Human guidance as a cultural brand

Hospitality loves to say it’s a “people business.” But ask any line employee grinding through split shifts if they feel like the business really sees them.

A culture of growth flips the script. It shows that development and belonging matter. And guess what? The younger workforce cares about this more than a staff meal voucher. Companies that make growth and knowledge transfer part of their identity will win the war for talent. The rest will keep wondering why their job ads get ghosted.

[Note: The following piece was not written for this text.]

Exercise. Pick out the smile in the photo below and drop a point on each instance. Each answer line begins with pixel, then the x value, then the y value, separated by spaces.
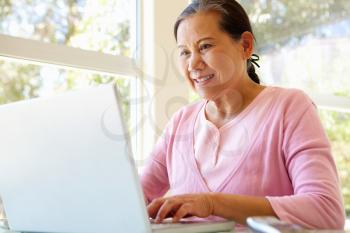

ROI without the spreadsheets

There’s no need for a spreadsheet to prove the point. The ROI is obvious: do you want a property full of clock-watchers who can’t wait to leave, or a crew that feels invested, capable, and ready to step in when things go sideways?

That’s not “soft”. That’s the bottom line.

Conclusion

Cash or card. Coffee or tea. Fork and knife. Hospitality doesn’t thrive on either/or - it thrives on both/and. The same is true for AI. We need automation and empathy, standardization and personalization, global systems and local soul.

If there’s one lesson I’ve learned, it’s this: technology may keep the lights on, but people keep the spirit alive. The properties that will win are the ones that design for hybridity on purpose and not as an afterthought, but as a strategy.

So here’s the playbook, let AI handle the repetitive tasks, but never outsource judgment. Standardize what works globally, but let local teams add their flavor. Build leaders who are data-literate, but human-savvy. And above all, invest in people - because they are the ultimate differentiator no machine can replicate.

In the end, that’s the growth code. Hotels that master this balance will not just survive the AI era - they’ll define it.

Hybrid is not the future. Hybrid is the present. And the smartest thing we can do is design for it.